October 2014
I saw the above quote by Jesuit philosopher Pierre Teilhard de Chardin for the first time the other day and it struck me quite profoundly. This incredible visionary captured the sense of longing I have felt for decades and managed to express it in words I never would have used.
As I have expressed many times recently, I am finding two or three new colleagues in this work every week for the past several months which I find very exciting! I hadn’t realized this excitement might be due to the “sensual longing for communion” that de Chardin wrote about so eloquently. For decades I have been part of a relatively small cadre of people writing and speaking about a global transformation, a new paradigm, and many of these people are regular readers of this newsletter. For decades I have considered you folks to be my tribe – people with whom I shared this “large vision.”
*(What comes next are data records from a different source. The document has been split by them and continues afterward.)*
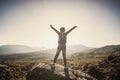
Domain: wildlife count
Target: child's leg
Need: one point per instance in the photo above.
(64, 55)
(57, 54)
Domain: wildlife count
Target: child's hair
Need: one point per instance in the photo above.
(62, 29)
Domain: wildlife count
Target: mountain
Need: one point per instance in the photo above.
(14, 49)
(97, 52)
(16, 52)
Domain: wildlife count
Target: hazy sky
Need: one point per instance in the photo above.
(27, 22)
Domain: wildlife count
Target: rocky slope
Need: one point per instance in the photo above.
(44, 71)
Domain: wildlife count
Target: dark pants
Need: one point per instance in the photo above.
(61, 47)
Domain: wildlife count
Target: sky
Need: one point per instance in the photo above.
(27, 22)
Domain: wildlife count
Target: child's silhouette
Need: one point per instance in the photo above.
(62, 43)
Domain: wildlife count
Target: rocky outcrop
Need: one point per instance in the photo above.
(107, 69)
(44, 71)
But this tribe hadn’t seemed to be growing much over the decades. The people in it just continued to grow older. There didn’t seem to be much new blood entering our tribe.
Then, as little as three years ago, I started seeing and meeting more and more new faces – people who seemed to share the vision. Was the tribe starting to grow? I began reaching out to people as they came to my attention. A few might be considered “wannabes” – people with great intentions but little evidence that they are doing much. But the bulk of the people I spoke with seemed to be “the real deal” – individuals who not only talked like they were “engaged in furthering the evolution of consciousness” but were walking their talk and being diligent in their actions.
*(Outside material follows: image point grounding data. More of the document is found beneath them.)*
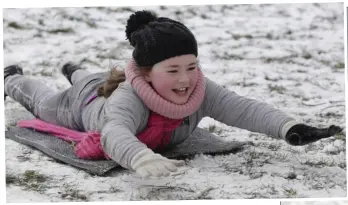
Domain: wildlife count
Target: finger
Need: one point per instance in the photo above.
(154, 170)
(334, 130)
(162, 169)
(177, 163)
(295, 139)
(143, 172)
(171, 167)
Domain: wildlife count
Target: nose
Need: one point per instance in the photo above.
(183, 78)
Getting to know these people, “new” people from my perspective, has been a joy. Getting to know them has been a true pleasure. But until I saw this de Chardin quote I hadn’t realized these people were filling a “sensual longing for communion” for me. Clearly my sense of longing was less than fully conscious. I had grown accustomed to being part of a “global guild” so-to-speak and gotten used to the community being relatively small and unchanging.
So thanks to de Chardin and to all of you who are part of this tribe, committed to doing our work in furthering the evolution of consciousness. Thanks for the “immense fulfillment” of friendly collegiality.